I guess what I am asking for is transparent handling of binary data. You shouldn't have to escape anything, other clients shouldn't have to know you escaped anything and you shouldn't have to encode the data.
The current version of SQLite has some support for binary data. But SQLite is not 100% ready to handle binary data just yet. To be safe, you should consider encoding your data into a form that does not contain \000 characters. The sqlite_encode_binary() and sqlite_decode_binary() functions work well for this.
You cannot insert binary data using an INSERT statement in SQL. Why not? Because any \000 character in the binary data will appear to the parser to be the end of the INSERT statement and you will end up with a syntax error. So you cannot insert binary data using sqlite_exec(). But you can insert binary data using sqlite_compile(). Using sqlite_compile() your SQL statement can contain a '?' character any place it is legal to put a string constant. So you can say things like this:
INSERT INTO t1(x) VALUES(?);
Then you can use the sqlite_bind() API to bind the data you want the ? to represent. sqlite_bind() allows you to bind arbitrary length binary data.
This works, mostly. As currently implemented SQLite cannot accept binary data in an indexed column or primary key. (It's going to take a file format change to fix that problem.) But how often do you want an index on binary data anyhow?
There is also a little bit of a problem getting the binary data back out.
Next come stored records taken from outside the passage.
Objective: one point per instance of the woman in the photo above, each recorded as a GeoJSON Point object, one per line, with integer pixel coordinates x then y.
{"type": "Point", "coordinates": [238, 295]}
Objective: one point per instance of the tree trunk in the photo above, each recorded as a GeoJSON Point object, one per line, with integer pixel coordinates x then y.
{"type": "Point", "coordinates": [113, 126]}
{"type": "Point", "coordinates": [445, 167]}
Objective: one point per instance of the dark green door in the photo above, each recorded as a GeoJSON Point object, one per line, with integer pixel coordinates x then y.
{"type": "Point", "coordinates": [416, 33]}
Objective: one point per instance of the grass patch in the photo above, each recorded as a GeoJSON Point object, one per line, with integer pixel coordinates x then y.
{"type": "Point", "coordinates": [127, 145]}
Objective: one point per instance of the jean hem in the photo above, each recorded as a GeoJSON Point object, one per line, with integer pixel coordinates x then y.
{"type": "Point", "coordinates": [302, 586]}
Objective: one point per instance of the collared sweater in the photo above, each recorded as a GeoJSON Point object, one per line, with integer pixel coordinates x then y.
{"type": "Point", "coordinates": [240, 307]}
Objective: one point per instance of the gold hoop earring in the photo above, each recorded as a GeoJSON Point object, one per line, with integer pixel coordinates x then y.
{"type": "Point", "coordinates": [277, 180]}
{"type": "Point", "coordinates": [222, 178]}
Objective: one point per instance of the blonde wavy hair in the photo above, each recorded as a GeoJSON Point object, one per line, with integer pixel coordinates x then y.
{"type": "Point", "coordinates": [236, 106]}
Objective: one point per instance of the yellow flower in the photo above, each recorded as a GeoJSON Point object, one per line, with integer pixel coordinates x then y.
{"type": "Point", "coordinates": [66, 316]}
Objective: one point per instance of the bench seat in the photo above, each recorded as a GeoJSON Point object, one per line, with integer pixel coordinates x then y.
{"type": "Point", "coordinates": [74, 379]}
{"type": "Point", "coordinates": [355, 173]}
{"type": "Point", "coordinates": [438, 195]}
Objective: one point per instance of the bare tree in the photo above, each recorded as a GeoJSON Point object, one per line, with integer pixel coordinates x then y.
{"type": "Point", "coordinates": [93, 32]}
Using either the sqlite_exec() callback or the sqlite_step() APIs, all you get is a pointer to the beginning of the binary data - you are not told its length. SQLite knows the length internally, it just isn't telling you. We hope to fix that deficiency soon. In the meantime, just store the length in a separate column.
You should also avoid trying to transform binary data using built-in operators or SQL functions. They will not, for the most part, work. With binary data, about all you can do is store and retrieve it.
Here is the biggest show-stopper: If you VACUUM a database that contains binary data, it will truncate the binary data at the first \000 character. The same thing happens if you try to ".dump" the database into an ascii text file. These are really the same problem because VACUUM works internally by doing a ".dump" and piping the results into a new database. At some point, I'll probably work around this by implementing optional mysql-style backslash escapes so that the \000 characters in binary data can be represented by the 4-character sequence "\000". This would be OFF by default (for SQL compatibility) but be selectable ON using a pragma.